The findings showed that the inter-rater ICC of the Persian MPS was .79. Inter-rater ICC values > .6 confirm acceptable reliability (Koo & Li, 2016). The weighted κ values of the Persian MPS were .59–.83, confirming the moderate to excellent agreement of the Persian MPS items (Streiner et al., 2015). Mahoney and Peters reported that the inter-rater κ values of the original MPS were .43–.85 (Mahoney & Peters, 2008). The difference between these two studies with respect to inter-rater agreement values may be due to the use of different methods for agreement assessment, as well as providing education for the rater and the limited number of raters in the present study.
The assessment of the absolute reliability of the Persian MPS revealed a standard error of measurement of ±1.38. This value denotes that if the scale is recompleted for each of the participants, its score may change by ±1.38 points. As the range of the possible total score of MPS is 0–24, a change of ±1.38 is trivial. Therefore, the Persian MPS has acceptable stability and reliability (Streiner et al., 2015). Also, the SDC and the MCID were 3.79 and 3.79, respectively. A larger MCID than SDC can support scale responsiveness.
Strengths and Limitations
The diversity of participants in terms of their characteristics was one of the strengths of the present study. One of the limitations was its rather small sample size. Moreover, some participants might have had undiagnosed chronic painful conditions. There was also the possibility of bias in collecting data during the process of assessing known-group comparison. Future studies are recommended to replicate the present study on larger samples of the elderly who have dementia with different severities. Furthermore, studies are needed to determine the ability of the Persian MPS to differentiate pain from dementia-related agitation.
Conclusion
The eight-item Persian MPS is a valid and reliable tool for pain assessment and can, therefore, be used by both professional healthcare providers (in hospitals or health centers) and non-professional caregivers (in homes or elderly care centers), with a brief instruction on how to complete it, for pain assessment among the elderly with dementia.
Footnotes
Acknowledgments
We would like to thank the developers of MPS, all elderly people, caregivers, and family members who participated in the study, and the vice-chancellor of Research and Technology of Kashan University of Medical Sciences, Kashan, Iran.
Ethical Approval
This study has the approvals of the vice-chancellor of Research and Technology and the Ethics Committee of Kashan University of Medical Sciences, Kashan, Iran (codes: 9728 and IR.KAUMS.HUHEPM.REC.1397.015, respectively).
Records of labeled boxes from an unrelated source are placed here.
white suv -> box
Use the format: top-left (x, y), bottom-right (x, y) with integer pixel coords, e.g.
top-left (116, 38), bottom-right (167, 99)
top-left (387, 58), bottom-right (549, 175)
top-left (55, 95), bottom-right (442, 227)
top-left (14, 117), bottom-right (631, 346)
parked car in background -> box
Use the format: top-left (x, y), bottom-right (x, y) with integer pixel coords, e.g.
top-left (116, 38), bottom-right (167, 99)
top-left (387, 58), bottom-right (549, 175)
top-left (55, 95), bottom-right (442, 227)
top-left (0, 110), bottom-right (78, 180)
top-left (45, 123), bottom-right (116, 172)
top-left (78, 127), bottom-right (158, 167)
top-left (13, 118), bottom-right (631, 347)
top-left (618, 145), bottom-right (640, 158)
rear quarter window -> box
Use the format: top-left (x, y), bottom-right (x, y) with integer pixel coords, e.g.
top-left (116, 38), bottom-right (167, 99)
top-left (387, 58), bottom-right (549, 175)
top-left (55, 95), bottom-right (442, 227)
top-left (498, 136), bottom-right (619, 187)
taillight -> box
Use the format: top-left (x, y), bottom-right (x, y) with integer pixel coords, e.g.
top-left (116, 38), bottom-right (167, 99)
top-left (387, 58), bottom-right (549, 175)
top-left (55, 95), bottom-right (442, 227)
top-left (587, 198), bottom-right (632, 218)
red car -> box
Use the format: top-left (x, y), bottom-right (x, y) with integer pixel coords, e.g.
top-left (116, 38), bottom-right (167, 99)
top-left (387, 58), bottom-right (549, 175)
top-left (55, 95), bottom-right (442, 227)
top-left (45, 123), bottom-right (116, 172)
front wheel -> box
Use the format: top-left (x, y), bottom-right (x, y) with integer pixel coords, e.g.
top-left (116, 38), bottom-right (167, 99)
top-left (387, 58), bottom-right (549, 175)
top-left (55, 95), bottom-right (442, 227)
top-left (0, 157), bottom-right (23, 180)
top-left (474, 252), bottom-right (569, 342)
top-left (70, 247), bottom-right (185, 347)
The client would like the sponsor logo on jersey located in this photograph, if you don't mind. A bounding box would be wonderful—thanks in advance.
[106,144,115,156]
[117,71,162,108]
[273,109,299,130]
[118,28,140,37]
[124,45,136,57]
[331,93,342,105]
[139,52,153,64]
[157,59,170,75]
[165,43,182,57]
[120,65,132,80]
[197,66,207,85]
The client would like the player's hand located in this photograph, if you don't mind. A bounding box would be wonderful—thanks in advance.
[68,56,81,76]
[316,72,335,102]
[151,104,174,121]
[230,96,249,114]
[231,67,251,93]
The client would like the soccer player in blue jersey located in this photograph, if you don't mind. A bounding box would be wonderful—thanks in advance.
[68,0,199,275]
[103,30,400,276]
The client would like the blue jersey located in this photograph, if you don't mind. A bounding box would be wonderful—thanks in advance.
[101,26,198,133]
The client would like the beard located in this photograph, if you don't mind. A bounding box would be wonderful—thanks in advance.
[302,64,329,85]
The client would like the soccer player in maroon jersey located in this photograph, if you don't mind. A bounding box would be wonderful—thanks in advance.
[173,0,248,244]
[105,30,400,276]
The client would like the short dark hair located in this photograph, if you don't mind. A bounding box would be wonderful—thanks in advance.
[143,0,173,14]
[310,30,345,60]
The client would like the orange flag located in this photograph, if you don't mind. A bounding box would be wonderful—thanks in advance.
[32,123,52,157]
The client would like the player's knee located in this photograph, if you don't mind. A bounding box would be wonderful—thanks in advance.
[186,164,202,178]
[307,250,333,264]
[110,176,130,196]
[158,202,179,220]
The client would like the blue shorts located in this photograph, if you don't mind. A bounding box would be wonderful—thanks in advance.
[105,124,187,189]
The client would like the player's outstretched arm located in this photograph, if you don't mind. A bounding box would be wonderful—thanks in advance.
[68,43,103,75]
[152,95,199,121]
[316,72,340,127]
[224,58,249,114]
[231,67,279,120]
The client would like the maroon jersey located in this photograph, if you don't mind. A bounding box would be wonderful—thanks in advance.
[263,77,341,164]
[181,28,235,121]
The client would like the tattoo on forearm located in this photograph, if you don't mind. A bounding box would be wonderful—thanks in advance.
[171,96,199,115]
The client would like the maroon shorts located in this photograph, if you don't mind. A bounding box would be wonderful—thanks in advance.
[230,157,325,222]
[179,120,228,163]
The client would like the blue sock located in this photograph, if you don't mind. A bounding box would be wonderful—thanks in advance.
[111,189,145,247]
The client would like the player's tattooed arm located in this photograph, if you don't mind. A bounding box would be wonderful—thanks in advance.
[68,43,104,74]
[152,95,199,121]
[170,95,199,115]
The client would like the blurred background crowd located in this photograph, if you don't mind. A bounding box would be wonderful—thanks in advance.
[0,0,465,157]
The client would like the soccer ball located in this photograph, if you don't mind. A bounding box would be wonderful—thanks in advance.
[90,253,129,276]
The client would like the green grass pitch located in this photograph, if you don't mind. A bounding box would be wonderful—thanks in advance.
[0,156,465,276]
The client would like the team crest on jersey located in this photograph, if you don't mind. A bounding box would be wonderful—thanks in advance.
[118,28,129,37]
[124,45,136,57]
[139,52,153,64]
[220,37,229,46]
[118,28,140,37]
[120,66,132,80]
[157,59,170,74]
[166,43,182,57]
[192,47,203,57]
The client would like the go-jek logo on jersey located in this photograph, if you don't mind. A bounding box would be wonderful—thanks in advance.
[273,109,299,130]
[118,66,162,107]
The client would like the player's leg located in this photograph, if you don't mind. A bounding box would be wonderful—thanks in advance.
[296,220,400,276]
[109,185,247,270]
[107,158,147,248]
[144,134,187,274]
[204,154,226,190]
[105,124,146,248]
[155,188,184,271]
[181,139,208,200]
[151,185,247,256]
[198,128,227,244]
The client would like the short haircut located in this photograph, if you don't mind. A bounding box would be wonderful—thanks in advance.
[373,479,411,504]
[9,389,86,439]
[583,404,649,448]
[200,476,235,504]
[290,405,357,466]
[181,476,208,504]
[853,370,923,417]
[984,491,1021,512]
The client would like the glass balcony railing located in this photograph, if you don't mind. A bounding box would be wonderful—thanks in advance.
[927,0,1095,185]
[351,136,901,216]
Declaration of Conflicting Interests
The author(s) declared no potential conflicts of interest with respect to the research, authorship, and/or publication of this article.
Funding
The author(s) disclosed receipt of the following financial support for the research, authorship, and/or publication of this article: This work was supported by the vice-chancellor of Research and Technology of Kashan University of Medical Sciences, Kashan, Iran [grant number 9728]. This article came from a Master’s thesis in geriatric nursing approved and financially supported by the abovementioned.